AT&T Inc. should be required to offer customers stand-alone broadband — without any obligation to buy entertainment packages — once the phone company buys DirecTV, critics of the acquisition said.
AT&T also should be restricted from charging for accepting Web traffic, Dish Network Corp. and Cogent Communications Holdings Inc. told Federal Communications Commission staff at a meeting, according to a Tuesday filing posted Wednesday on the agency’s website. Douglas County-based Dish offers programming via broadband, and Cogent handles Web traffic for companies including Netflix Inc.

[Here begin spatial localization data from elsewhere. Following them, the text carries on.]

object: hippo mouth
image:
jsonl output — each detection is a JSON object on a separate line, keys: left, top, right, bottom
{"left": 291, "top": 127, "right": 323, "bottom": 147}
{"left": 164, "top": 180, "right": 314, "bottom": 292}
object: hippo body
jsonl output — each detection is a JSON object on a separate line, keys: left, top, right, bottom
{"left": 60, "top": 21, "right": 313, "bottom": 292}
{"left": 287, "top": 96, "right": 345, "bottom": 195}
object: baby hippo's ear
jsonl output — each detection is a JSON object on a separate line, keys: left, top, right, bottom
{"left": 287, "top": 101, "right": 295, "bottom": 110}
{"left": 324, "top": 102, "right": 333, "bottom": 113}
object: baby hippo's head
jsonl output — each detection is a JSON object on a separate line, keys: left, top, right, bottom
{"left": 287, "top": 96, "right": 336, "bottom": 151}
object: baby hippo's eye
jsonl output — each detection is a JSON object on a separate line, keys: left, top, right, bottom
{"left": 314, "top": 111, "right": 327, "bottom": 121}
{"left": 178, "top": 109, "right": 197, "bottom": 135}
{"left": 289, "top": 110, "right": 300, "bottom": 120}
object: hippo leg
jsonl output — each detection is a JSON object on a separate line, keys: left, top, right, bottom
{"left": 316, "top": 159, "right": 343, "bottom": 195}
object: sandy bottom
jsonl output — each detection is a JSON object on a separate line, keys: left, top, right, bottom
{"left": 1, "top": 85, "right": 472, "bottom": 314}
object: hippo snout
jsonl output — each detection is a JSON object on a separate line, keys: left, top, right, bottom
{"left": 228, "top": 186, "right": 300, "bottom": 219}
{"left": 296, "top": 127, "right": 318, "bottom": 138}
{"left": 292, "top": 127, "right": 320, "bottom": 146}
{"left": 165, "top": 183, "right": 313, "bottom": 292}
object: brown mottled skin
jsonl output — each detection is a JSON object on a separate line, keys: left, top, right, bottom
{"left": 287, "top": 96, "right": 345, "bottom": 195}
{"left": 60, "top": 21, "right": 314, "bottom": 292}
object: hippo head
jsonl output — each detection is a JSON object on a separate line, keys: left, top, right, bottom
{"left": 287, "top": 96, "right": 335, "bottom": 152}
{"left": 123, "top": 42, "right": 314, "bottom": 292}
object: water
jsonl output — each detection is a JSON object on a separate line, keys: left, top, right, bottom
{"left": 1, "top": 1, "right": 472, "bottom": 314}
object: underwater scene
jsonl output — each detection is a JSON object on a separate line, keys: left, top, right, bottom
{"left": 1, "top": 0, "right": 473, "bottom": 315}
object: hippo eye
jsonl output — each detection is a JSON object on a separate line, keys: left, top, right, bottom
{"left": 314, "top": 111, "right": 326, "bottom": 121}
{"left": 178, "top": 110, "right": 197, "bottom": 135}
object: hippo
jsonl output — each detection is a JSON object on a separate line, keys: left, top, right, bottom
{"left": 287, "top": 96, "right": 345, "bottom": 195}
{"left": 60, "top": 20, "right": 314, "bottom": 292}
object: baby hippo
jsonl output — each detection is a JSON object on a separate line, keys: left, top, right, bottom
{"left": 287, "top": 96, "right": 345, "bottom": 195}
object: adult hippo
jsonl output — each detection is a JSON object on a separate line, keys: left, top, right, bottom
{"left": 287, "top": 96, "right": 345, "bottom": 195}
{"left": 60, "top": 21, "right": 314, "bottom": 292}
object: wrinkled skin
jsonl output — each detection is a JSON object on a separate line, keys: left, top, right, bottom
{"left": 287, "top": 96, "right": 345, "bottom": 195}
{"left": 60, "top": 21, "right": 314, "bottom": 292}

Cogent and Netflix earlier asked for behavioral requirements, or conditions, to be imposed on the company to emerge from the $48.5 billion combination of the biggest U.S. telephone and satellite-TV providers. Cogent and Dish say AT&T would gain an incentive to thwart other video once it acquires Direc TV’s programming; AT&T says it has no wish to do so because that would drive away customers.
The meeting with Dish and Cogent, held Friday, shows requests to ensure the Web video market isn’t harmed by the merger are reaching the agency’s highest levels, because participants included FCC General Counsel Jonathan Sallet and Jim Bird, head of a team that examines transactions. AT&T predicts the deal will close during the current quarter.